W ogrodzie Pani Maria siedziała na wiklinowym fotelu. Poprosiła, aby przyjaciółka usiadła obok:
- Droga Igo. Znamy się już ponad miesiąc. Wiem, że to nie jest długo, ale już od pierwszego dnia naszej znajomości, wiedziałam, że mogę na tobie polegać. Teraz przyszedł czas, aby zdradzić ci mój największy sekret - mówiła tajemniczo kobieta. - Doskonale wiesz, że jestem przeciwko tej wojnie i nie rozumiem nienawiści żywionej przez naród niemiecki do Polaków, a przede wszystkim do Żydów. Serce mi pęka, kiedy widzę mury getta, kiedy patrzę na głodujące dzieci. Właśnie dlatego postanowiłam, w tajemnicy przed mężem pomagać tym ludziom. Od dawna, tajemnymi przejściami, moi zaufani ludzie wyprowadzają z tam tond dzieci. Ja organizuje dla nich domy zastępcze. Z tym też związana jest moja prośba. Czy zechciałabyś pomóc mi
w tych działaniach? Wiem, to bardzo ryzykowne i zrozumiem, jeśli się nie zgodzisz, jednak mam do ciebie pełne zaufanie i liczę na twój udział.
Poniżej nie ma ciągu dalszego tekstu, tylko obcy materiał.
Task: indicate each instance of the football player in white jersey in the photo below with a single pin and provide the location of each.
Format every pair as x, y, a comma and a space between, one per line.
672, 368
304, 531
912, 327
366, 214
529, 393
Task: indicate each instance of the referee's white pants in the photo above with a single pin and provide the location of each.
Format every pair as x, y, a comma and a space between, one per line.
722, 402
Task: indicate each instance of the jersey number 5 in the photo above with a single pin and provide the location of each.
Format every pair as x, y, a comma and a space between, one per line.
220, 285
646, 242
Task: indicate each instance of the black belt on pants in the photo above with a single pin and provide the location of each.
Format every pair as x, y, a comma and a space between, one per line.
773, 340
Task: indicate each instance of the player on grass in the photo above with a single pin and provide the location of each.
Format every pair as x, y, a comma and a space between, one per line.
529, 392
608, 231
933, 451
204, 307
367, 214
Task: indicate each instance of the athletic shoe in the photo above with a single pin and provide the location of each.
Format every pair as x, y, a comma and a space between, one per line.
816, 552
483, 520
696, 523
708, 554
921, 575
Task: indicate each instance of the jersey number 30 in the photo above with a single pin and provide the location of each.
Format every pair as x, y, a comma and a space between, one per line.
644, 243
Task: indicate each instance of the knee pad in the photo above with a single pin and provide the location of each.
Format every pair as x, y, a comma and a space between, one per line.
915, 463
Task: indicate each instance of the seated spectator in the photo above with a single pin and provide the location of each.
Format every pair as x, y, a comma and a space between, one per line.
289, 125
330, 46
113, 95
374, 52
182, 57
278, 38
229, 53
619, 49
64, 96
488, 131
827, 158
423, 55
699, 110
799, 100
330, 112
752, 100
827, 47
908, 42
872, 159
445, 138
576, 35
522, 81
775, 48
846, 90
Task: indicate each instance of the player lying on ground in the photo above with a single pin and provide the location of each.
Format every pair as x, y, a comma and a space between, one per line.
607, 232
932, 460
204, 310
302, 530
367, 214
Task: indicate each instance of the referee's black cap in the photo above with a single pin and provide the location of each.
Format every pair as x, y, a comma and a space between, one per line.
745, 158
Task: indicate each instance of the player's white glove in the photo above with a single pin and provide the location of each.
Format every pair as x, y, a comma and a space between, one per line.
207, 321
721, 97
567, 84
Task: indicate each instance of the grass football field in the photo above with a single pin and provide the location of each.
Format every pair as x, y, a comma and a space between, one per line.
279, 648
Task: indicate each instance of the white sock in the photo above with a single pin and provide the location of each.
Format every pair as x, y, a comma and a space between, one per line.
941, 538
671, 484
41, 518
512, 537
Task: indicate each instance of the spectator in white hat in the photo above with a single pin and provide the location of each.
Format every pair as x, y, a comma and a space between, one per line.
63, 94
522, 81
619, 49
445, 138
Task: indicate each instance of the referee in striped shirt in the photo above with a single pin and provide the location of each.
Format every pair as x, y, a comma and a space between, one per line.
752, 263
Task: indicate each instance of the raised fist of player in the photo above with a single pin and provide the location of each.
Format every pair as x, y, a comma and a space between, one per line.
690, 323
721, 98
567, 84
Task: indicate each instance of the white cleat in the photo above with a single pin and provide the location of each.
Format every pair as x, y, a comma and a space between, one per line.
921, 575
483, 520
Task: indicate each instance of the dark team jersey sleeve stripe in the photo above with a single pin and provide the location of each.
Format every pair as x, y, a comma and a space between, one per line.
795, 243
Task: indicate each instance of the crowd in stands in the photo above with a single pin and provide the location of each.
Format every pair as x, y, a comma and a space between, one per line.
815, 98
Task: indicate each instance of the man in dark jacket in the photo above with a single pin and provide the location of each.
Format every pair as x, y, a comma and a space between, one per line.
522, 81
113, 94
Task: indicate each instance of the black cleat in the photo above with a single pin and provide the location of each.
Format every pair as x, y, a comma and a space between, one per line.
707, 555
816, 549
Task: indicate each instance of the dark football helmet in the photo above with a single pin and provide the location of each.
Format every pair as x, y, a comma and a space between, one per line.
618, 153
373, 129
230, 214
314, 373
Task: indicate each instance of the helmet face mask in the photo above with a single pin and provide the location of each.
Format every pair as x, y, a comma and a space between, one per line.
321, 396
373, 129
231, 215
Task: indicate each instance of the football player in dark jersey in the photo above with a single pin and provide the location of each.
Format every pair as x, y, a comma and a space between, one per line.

- Nie spodziewałam się takiego wyznania - odpowiedziała Iga. - Zgadzam się z pani zdaniem. Więzienie tych ludzi jest okropne. Sama często zastanawiałam się jak im pomóc. Pani dobre serce jest dla mnie dowodem na to, że dobroduszni ludzie jeszcze nie umarli. Bez zastanowienia odpowiem. Oczywiście zgadzam się, jeśli tylko będzie potrzebna moja pomoc, natychmiast przystąpię do działania
- Przydasz się od razu. Dziś wieczorem wyprowadzisz z getta dwójkę dzieci, które są ukryte
w studzience kanalizacyjnej. Przygotowałam dla ciebie plan, jak masz tam dojść. Kiedy wyjdziecie poza mury, będzie już na was czekał samochód. Wsadzisz do niego dzieci a kierowca, zawiezie je prosto do nowego domu- powiedziała Maria.
Iga wzięła do ręki plan. Wszystko wydawało się proste, jednak zastanawiała się, jakie będą kolejne akcje. Co się stanie, jeśli niemieccy żołnierze ją złapią?. Kiedy wracała do domu, była strasznie podniecona, ale i bardzo zdenerwowana. Gdy weszła do mieszkania, usiadała na fotelu i wpatrywała się w zegar, do momentu aż wybił godzinę 22:00. Wtedy po cichu wymknęła się
z domu. Szła bocznymi, mrocznymi uliczkami. Pod jedną z kamienic zauważyła opisaną na planie, dużą kratę. Po cichu podniosła ją i oparła o mur. Ostrożnie wślizgnęła się do środka
i zamknęła właz. Czołgała się wąskimi korytarzami, aż w końcu zauważyła dwójkę przytulonych do siebie dzieci. Podeszła do nich:
- Witajcie. Mam na imię Iga i jestem tu, żeby wam pomóc. Jak macie na imię?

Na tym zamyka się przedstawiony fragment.